Niente di peggio che l'incertezza per aumentare le preoccupazioni.
E' un sentimento fortemente condiviso tra i cristiani d'Egitto ma anche dai musulmani e da rappresentanti del mondo laico.
Infatti si guarda al futuro e non si trovano percorsi validi per costruire un avvenire che vada bene per tutti. Specie per la gioventù del Paese.
La vittoria schiacciante dei Fratelli musulmani e dei salafiti non incoraggia certo a pensare positivo.
Si teme, per altro, la continuazione di un esodo dall'Egitto, già iniziato dopo la rivoluzione che ha deposto Mubarak.
Ad un anno di distanza molti copti specialmente, che in Egitto hanno comunque avuto sempre vita dura, s'interrogano sulle prospettive a venire e non sono in grado di darsi risposte.
Molti giovani dei loro così lo scorso 25 gennaio hanno manifestato nelle piazze di diverse città assieme a coetanei musulmani, per chiedere la fine di un regime militare, che si è impossessato del potere.
Quella dei militari, che non perdono occasione per tirare fuori tutta la violenza possibile nei confronti delle manifestazioni organizzate dai giovani , colpevoli a loro avviso di aver favorito la cacciata di Mubarak, è una ritorsione ben calibrata per dire con chiarezza i padroni ora siamo noi.
E la cosa, quasi certamente, non avrà presto termine.

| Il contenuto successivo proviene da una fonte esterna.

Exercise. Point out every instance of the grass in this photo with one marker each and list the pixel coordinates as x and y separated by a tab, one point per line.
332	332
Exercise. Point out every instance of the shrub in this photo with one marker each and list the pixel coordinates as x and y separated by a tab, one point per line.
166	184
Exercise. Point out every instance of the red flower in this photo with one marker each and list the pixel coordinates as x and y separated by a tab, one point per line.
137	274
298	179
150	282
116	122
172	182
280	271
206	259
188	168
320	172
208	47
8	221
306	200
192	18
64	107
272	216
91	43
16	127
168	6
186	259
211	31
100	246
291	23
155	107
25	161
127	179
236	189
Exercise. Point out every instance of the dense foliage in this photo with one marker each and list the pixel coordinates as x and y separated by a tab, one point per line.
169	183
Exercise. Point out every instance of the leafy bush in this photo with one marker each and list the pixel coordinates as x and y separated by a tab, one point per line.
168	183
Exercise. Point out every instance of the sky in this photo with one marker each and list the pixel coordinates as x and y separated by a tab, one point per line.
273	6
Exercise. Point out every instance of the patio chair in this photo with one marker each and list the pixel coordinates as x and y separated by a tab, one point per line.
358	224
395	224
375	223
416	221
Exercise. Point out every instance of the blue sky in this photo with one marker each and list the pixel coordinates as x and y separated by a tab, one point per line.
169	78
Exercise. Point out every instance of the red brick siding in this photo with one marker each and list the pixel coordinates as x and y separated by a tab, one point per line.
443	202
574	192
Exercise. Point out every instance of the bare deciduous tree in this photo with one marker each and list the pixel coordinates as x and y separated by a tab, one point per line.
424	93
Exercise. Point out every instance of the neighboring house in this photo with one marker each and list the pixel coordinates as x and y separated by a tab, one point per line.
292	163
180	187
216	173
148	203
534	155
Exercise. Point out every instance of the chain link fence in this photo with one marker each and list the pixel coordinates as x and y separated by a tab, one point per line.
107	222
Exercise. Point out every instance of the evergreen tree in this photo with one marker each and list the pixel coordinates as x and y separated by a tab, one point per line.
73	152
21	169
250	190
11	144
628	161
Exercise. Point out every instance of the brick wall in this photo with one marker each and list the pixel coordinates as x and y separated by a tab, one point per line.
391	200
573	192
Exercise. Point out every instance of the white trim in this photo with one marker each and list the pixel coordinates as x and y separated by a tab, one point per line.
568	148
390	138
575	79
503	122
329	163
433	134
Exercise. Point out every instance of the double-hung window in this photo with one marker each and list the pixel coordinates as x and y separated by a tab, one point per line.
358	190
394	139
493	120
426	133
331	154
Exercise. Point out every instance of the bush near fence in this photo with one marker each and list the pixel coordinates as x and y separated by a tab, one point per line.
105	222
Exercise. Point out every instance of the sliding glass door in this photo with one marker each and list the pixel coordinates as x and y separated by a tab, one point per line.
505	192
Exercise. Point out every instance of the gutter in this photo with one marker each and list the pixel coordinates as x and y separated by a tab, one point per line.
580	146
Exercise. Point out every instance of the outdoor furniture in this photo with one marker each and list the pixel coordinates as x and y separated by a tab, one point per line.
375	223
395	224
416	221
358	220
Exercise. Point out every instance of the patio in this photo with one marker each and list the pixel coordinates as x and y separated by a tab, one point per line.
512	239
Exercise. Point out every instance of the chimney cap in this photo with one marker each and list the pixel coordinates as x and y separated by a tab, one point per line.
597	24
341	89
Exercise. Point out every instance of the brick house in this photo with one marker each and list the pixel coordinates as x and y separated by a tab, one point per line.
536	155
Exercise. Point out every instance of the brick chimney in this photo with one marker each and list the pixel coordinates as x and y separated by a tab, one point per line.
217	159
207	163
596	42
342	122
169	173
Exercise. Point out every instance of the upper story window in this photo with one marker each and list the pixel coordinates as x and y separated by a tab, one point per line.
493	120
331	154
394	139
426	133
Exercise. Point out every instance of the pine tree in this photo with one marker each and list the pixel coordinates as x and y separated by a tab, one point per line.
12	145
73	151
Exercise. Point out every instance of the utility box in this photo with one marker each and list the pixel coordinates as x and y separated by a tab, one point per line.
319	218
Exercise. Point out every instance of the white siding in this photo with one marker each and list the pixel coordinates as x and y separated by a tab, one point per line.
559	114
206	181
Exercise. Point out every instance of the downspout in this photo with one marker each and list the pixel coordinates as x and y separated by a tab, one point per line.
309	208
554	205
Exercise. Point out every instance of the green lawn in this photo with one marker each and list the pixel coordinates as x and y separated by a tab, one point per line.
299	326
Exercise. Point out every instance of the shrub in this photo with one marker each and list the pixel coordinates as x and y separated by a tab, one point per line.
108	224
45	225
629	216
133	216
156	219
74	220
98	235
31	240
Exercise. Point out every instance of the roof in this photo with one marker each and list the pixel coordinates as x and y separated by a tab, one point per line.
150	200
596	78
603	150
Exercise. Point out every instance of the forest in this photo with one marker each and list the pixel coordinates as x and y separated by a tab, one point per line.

Anche le manifestazioni sportive come una partita di calcio, tipo quella giocata ultimamente a Porto Said, contro la squadra della capitale , possono divenire occasione per disordini di piazza, devastazioni, morti e feriti.
E tutti abbiamo avuto modo di vederlo in diretta-tv.
Compreso il finto rammarico di chi avrebbe dovuto impedire qualcosa come settanta morti e migliaia di feriti.